Presente do passado, por Rosangela Bion de Assis

Ilustração: Luiz Bion de Almeida

Por Rosangela Bion de Assis, para Desacato.Info. 

Na véspera do dia em que comemoraria 68 anos, não acordei na minha cama. Abri os olhos no quarto escuro e percebi que estava no nosso antigo apartamento e a filha me chamava:

– Mãe, acorda, vamos nos atrasar. Você não vai trabalhar hoje?

Seu olhar cheio de carinho, tranquilizou meu coração. Se era um sonho, era dos bons.

– Mãe, só me responde, se você não está bem, eu vou de ônibus.

E ficou na minha frente aguardando.
Não consegui falar, pulei da cama e a forma como o corpo reagiu foi outra surpresa. Quanta agilidade. Olhei para o lado, e lá estava o meu amorzinho, quase sem cabelos brancos. Parei um instante, eu precisava admirar aquele homem mais um pouco. Dormindo de lado, como ainda hoje faz, as mãos delicadamente fortes pertinho do rosto. A filha chamou e precisei sair do quarto em que vivi 26 anos, no apartamento em que as meninas cresceram e onde vivemos enquanto as duas moraram conosco. Fui para o corredor em direção à luz e aos espaços que haviam ficado no passado. Olhei para o escritório e lá estava a roupa separada para o dia seguinte: vestido, calcinha e sandália separados. Era assim na época em que saíamos antes das 7h para o centro, a filha ficava na escola e eu ia para o Sindicato.

Aquilo definitivamente era um sonho. Vesti a roupa admirando a paisagem na janela, as luzes da ponte Hercílio Luz num fundo azul delicado, com tons amarelados e rosas se desfazendo. Tínhamos inúmeras fotos daquela imagem feitas antes da venda do apartamento. Nenhuma delas conseguia captar a riqueza daqueles detalhes.
Naquele instante, observando as mãos, vi que precisava de um espelho. No banheiro, escovei os cabelos pintados de castanho avermelhado e lavei o rosto. Admirei o meu sorriso e relembrei que não precisava de óculos. Eu ria diante do espelho quando a menina me perguntou:

– Mãe… Dá tempo de fazer uma trança?

– Claro, vem aqui.

Dividi o cabelo dourado com os dedos. Os fios lisos e brilhantes deslizavam e iam formando o desenho entrelaçado na cabeça. Eu adorava fazer tranças nas minhas amigas, em mim e nelas.

Na cozinha, a parede vermelha, os quadros de viajem e a janela com a vista da via expressa. Abri o armário e lá estava o nescafé, o mamão na fruteira, o leite e a manteiga na geladeira, o pão no freezer e o comprimido da reposição hormonal em cima do micro-ondas. Incrível! Tudo ali.

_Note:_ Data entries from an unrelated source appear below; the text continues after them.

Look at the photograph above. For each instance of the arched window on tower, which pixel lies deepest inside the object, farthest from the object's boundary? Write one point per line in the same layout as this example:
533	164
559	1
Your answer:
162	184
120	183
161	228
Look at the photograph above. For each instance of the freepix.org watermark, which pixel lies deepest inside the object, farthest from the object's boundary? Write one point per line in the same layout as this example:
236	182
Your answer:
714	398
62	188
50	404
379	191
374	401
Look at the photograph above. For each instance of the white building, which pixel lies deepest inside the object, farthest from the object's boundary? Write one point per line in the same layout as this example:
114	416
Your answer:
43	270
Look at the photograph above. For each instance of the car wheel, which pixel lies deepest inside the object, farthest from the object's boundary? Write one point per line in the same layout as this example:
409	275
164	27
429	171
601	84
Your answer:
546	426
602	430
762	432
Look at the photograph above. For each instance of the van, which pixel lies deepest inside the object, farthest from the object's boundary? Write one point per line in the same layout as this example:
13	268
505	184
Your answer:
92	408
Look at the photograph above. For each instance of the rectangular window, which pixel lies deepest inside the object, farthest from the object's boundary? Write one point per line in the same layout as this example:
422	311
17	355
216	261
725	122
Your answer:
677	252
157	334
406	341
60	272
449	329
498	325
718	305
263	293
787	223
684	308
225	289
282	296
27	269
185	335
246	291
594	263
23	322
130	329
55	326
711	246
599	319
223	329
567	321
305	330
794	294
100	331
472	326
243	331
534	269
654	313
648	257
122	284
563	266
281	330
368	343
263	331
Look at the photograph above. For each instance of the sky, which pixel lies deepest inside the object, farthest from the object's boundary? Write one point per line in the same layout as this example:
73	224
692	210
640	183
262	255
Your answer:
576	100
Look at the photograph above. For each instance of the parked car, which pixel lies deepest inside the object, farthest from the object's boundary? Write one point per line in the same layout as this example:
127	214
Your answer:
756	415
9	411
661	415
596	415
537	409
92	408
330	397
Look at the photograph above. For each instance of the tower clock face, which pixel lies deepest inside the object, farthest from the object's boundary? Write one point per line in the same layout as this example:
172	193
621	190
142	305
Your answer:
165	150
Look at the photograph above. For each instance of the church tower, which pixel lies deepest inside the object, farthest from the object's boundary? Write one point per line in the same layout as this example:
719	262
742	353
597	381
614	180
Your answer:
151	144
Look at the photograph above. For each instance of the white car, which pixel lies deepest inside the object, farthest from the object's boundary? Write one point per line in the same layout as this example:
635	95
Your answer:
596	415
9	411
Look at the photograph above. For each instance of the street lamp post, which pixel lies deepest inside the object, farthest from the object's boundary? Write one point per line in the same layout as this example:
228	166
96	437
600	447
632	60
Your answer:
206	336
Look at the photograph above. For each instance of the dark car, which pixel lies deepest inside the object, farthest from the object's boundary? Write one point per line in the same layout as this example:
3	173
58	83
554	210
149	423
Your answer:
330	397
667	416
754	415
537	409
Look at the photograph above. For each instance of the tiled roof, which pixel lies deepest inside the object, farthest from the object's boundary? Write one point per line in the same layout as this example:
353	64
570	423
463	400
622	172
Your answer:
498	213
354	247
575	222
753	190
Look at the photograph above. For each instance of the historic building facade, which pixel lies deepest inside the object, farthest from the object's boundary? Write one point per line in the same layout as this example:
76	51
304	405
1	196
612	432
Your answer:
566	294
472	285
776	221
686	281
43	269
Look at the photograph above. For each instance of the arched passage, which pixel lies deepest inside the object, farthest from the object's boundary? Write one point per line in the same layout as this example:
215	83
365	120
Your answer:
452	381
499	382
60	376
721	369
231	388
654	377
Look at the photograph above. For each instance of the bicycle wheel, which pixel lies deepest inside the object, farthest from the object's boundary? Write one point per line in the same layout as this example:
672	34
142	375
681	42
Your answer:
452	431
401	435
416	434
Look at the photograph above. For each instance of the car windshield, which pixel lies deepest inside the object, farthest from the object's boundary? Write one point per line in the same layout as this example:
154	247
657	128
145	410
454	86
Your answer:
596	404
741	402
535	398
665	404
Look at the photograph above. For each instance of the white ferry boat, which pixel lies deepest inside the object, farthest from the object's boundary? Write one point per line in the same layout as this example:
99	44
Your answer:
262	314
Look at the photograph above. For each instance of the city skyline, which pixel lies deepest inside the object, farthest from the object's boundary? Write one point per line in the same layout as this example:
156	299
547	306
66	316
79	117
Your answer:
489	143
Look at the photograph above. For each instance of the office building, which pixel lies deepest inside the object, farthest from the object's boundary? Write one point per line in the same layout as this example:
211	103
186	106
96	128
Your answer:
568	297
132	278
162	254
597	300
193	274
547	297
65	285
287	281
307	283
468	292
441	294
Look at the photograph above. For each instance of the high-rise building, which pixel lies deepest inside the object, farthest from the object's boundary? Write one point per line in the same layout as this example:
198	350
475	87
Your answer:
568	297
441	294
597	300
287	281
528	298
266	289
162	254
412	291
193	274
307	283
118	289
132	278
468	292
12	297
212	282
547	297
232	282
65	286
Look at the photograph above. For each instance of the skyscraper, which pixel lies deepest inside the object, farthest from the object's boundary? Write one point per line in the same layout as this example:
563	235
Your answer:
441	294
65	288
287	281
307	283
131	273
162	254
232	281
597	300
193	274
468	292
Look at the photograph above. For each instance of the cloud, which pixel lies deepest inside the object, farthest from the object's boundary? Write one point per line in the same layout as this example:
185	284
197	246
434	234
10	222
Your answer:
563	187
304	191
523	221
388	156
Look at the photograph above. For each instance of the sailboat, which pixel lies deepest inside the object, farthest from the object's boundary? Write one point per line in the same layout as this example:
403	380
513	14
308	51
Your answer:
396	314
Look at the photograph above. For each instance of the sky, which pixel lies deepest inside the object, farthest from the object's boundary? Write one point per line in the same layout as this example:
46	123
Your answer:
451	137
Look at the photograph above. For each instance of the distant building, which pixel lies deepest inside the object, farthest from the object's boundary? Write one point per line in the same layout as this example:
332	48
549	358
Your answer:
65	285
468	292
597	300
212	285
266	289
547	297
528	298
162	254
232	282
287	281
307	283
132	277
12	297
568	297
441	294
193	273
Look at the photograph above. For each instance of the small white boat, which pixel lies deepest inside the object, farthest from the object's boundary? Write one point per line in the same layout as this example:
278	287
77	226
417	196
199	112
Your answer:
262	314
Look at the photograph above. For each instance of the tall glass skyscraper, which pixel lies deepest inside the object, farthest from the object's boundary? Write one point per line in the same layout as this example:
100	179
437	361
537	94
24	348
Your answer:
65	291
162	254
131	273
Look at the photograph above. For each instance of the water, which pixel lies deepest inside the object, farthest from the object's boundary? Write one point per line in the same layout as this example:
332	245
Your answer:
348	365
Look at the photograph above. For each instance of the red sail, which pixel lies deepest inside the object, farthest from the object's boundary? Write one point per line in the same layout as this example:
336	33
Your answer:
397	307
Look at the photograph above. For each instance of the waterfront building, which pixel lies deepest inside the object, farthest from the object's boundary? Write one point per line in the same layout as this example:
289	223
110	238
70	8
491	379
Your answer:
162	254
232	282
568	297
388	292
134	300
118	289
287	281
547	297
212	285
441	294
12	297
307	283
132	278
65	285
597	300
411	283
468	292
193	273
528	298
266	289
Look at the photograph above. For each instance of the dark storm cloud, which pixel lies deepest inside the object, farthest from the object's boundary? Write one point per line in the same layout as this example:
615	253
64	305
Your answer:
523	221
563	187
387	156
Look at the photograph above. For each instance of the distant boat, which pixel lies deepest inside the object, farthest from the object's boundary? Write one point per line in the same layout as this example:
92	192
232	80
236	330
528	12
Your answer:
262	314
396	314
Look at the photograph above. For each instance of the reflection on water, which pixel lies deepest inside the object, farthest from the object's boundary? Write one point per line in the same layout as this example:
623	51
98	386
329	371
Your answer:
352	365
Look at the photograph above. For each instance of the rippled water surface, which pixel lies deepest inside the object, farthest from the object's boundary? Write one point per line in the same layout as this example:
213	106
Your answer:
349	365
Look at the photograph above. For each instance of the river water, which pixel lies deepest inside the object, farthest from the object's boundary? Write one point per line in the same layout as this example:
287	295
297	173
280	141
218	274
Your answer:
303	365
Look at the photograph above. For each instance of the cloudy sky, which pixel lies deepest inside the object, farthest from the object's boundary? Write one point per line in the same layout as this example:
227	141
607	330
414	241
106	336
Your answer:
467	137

Novamente os pensamentos foram afastados pela menina que sentou na minha frente, vestindo uniforme, olhos sorridentes e eu percebi o tamanho daquele presente. A mulher que agora estuda em outro país estava ali, na doçura da adolescência. Seus grandes olhos verdes perceberam meu assombramento.

– Mãe, aconteceu alguma coisa?

– Não, nada, como você está linda.

– Claro, uma perfeição, com essa espinha nascendo bem no meio da testa.

Foi quando a outra filha entrou na cozinha.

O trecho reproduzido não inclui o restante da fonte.